The day will soon come when she figures out that the papers are where she is to eliminate. If you have used more than one set of papers, gradually reduce to one set and begin to move them three or four feet at a time to the future site of the litter box. If you move the papers too far at a time, she will go to the old site to relieve herself.
WHEN PUP IS WELL PAPER TRAINED SHE WILL: 1. Use only one set of papers located at the future box site. The size of the paper should now equal the interior size of the litter box. 2. Eliminate only on the papers when you are home and away from home an 3. Go directly to her papers without hesitation.
Like humans, puppies learn at different speeds. A lot depends on how much time you have to spend with her and how consistent you are with training. It is important that training be done in stages to prevent confusion.
Whether you use the litter box exclusively or when you are away from home, you will learn it is a welcome device. There isn't a pet owner I have interviewed that doesn't deal with rug accidents and worry about getting home to let the dog out in time.
Proceed to the next step only when your pup has mastered paper training. Don't be in too big of a hurry or all will be lost.
It is now time for the introduction of the litter box. Introduce the home constructed box or cat litter box by placing it at the site of the papers. Let her jump in and out and each time she does, praise her lavishly.
Line the inside of the box with a few layers of newspapers and add a scrap of soiled paper. If she doesn't jump in, place her in and tell her to "be a good girl". Stay with her and maybe she will squat and try it. If not, keep your eyes on her and when she heads for her area, be there to set her in if she seems hesitant.
Again, it will take her a few days to get comfortable with it. Continue to use the open box this way until there is no hesitancey. Change the papers daily or more often if necessary and pick up the stool as soon as you notice it.
Purchase a box of granular clay kitty litter. I use the HD as it clumps better and is easier to remove. Line the box with a plastic cat box liner. Fill the cat box to within one inch of the top. Lay the grate over the top (read directions to follow) and place a small soiled piece of newspaper on top along with a smudge of stool.
Don't make the mistake I did and think a pup can use the litter box without the grate! I hacked up dust for two days following Maggies little romp in the litter.
Now the pup will stand on top of the grate to go. I don't know if this will work with male dogs. I think lifting their leg is a part of being a macho pooch.
Set your pup on and tell her to "be a good girl" and see what happens.
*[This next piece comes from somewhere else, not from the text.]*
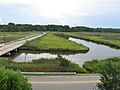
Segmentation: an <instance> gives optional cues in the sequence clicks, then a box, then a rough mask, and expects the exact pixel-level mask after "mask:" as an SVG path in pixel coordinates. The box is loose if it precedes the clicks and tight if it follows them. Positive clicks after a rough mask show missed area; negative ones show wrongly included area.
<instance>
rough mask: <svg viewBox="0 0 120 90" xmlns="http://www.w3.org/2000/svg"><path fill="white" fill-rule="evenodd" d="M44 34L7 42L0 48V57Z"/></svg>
mask: <svg viewBox="0 0 120 90" xmlns="http://www.w3.org/2000/svg"><path fill="white" fill-rule="evenodd" d="M45 34H46V33H43V34H40V35H39V34H38V35H33V36H30V37H25V38H22V40H18V41H11V42H8V43H6V44H5V45H3V46H2V47H0V56H2V55H4V54H6V53H8V52H10V51H12V50H15V49H17V48H19V47H21V46H23V45H24V44H25V43H26V42H27V41H31V40H34V39H36V38H39V37H42V36H43V35H45Z"/></svg>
Maggie got the hang of it quickly. When the pup goes a few times on it, don't even bother putting the paper on, she will smell the urine in the clay and know where she is suppose to go.
The litter box should remain odor free if you feed your dog only dog food, scrub the grate once a week, remove the clumps of soiled litter daily and dump and replace all litter monthly. Toss soiled litter in the garbage..not the toilet.
I must share a story with you. When Maggie made her first long distant trip we had our doubts as to whether this whole concept would work. We put her litter box in the trunk of the car, covered it with a rug and put the suitcases on top. We spent the morning driving and when lunch time rolled around, we stopped at a restaurant and figured Maggie probably had to go. We opened the trunk, pulled out the suitcases then put Maggie on her box. Someone saw us and came rushing to the car yelling, "what are you doing to that dog, get it out of the trunk!" When they got to the rear of the car, they saw Maggie happily squatting on her little box and were astounded! Of Course, they thought we were abusing her.